The lets you write code at a higher abstraction level without exposing the implementation of those properties.

This also means you can enforce your invariant properties, like no book can be both internally shipped and require sign-off (strictly speaking the invariant here is is_internal(b) ^ requires_signoff(b) = false):

1class Book(Model):
2
3    @property
4    def is_shipped_internally(self) -> bool:
5        return self.shipping_type == "internal"
6
7    @property
8    def requires_sign_off(self) -> bool:
9        return self.shipping_type == "external_with_sign_off"

It’s easy to see that it’s not possible for a book to be both internally shipped and requiring sign off.

Dig deeper

Once you think about deriving Boolean values from data using predicates, you’ll often find there’s some deeper data you could store instead of storing the Boolean directly. For example, instead of storing is_published as can store published_at as a timestamp. Now you can always derive is_published when you need it, but you’ve also captured some of the underlying data that feeds into this value. I find just by thinking twice before using boolean I’ll often realise there’s some deeper data I can record instead.

YAGNI?

After all of this you might be thinking “You’re Aren’t Going to Need It” (YAGNI). Using a boolean is fine if it works, and if I ever need a third option I’ll just write a migration. But here’s the real problem: migrating from boolean to something else sucks. Furthermore, in the case of needing published_at it isn’t even possible. Even if you could write the migration to, say, an enum type, this is a multi-stage process of walking out database migrations and code changes, or alternatively downtime. It’s both tedious and laborious.
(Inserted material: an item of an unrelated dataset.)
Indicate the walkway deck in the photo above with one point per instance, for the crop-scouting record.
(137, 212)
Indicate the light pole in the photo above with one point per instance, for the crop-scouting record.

On the other hand, using any of the above solutions instead of boolean costs you hardly anything. Even if there are only two options are there are only ever two options, was it really that difficult to write out those two options one time instead of using the built-in true/false values? No, it really isn’t. Maybe a boolean is slightly faster to query than an enum, but you should only be thinking about such things if and when they become a problem. Premature optimisation is the root of all evil, remember. You can always denormalise your table into a materialised view if needed later.

Conclusion

So in conclusion I would seriously consider just never using boolean in your normalised data models at all. I really struggle to think of times when it’s the most appropriate field type but I’ve encountered countless times when it was inappropriate. It’s still useful for denormalised (materialised) views or BI tables etc., just keep it out of your normalised models.